Heeding Cassandra: The Neutered Mother, the Sexual Family, and Other Twentieth Century Tragedies

How to Cite

Vagelatos, J. (1995). Heeding Cassandra: The Neutered Mother, the Sexual Family, and Other Twentieth Century Tragedies. Columbia Journal of Gender and Law, 5(1). https://doi.org/10.7916/cjgl.v5i1.2381

Abstract

Cassandra, the daughter of King Priam and Queen Hecuba of Troy, was so beautiful that in an attempt to woo her, the God Apollo granted her the gift of vision to foresee the future. However, when she spurned his sexual advances, he cursed her in turn, so that no one would ever believe in her visions or heed her warnings. Consequently, although she foresaw the fall of Troy, she was powerless to prevent it. The character of Cassandra resounds powerfully for feminist visionaries. Cassandra was the product of a patriarchal culture which privileged the voices of her brothers and fathers. She benefitted from her class, but was separated by her gender. She was granted a powerful alternative vision, but could not convince the male power structure to acknowledge it. The royal patriarchy’s disbelief of and failure to listen to Cassandra’s prophecies led to its own destruction.
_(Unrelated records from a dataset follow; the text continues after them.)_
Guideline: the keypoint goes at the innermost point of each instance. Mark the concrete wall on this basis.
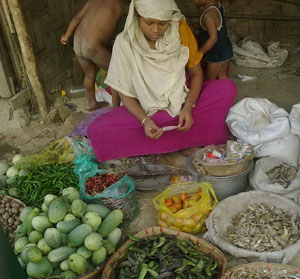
(266, 20)
(48, 19)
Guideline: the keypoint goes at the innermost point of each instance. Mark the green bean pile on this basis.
(165, 256)
(47, 179)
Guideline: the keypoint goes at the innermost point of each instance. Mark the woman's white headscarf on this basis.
(155, 77)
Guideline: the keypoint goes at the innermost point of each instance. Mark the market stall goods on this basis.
(262, 228)
(10, 209)
(262, 270)
(163, 253)
(185, 211)
(32, 186)
(222, 160)
(69, 238)
(283, 174)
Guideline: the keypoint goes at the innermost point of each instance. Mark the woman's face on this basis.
(153, 29)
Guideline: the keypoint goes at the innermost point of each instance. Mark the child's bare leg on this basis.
(116, 100)
(212, 71)
(89, 70)
(100, 55)
(223, 71)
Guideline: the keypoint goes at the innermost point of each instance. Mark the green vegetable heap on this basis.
(69, 238)
(165, 256)
(43, 180)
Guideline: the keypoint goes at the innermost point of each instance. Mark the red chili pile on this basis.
(98, 183)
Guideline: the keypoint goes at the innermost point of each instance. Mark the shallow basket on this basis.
(205, 246)
(22, 204)
(226, 169)
(259, 266)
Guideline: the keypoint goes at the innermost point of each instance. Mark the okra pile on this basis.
(164, 256)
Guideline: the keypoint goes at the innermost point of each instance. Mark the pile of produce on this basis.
(194, 223)
(262, 273)
(100, 182)
(262, 228)
(9, 216)
(165, 256)
(31, 186)
(68, 238)
(283, 174)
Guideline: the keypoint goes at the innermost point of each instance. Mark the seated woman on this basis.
(147, 68)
In her latest work The Neutered Mother, the Sexual Family and other Twentieth Century Tragedies (“The Neutered Mother”), Martha Albertson Fineman’ confronts Cassandra’s dilemma. She conceptualizes an alternative vision of the family, while acknowledging the difficulty in making people hear, understand, and heed her message. In The Neutered Mother, Professor Fineman proposes the legal abolition of marriage and a reconceptualization of our basic understanding of the family. Linked with images of neutered mothers and sexual families, her theories are sure to jar traditional sensibilities, but Fineman settles for nothing short of the extreme. She brings to us a fresh perspective, attempting to break away from even “core” feminist perspectives. Fineman sees the family as the key construct by which patriarchy has continually reproduced itself. However, she does not accept current limited conceptions of the family as an ideological institution. She argues that our basic understanding of the family limits both what change can be accomplished within that unit, and what feminist goals can be achieved in society. Rather than seeking to redefine gendered relations within the construct of the family (a historical goal of feminist legalists), and therefore be coopted by the limits of the model, Martha Fineman unravels the institution and weaves an alternative norm. She exposes the basic unit of the traditional model: the horizontal sexual relationship between husband and wife. By stepping outside of the traditional model, she is able to reveal the various threads which tightly tie together to keep the model intact: governmental attacks on single motherhood, the rise of father’s rights discourse, and the failure of the egalitarian family. She is also able to locate the Gordian knot: the inherent inability of current family conceptions to adequately address dependency or gender equality. Ultimately, however, Fineman is aware of the limits of her power to reweave the family unit into a new fabric, and we are forced to examine the utility of her formulations.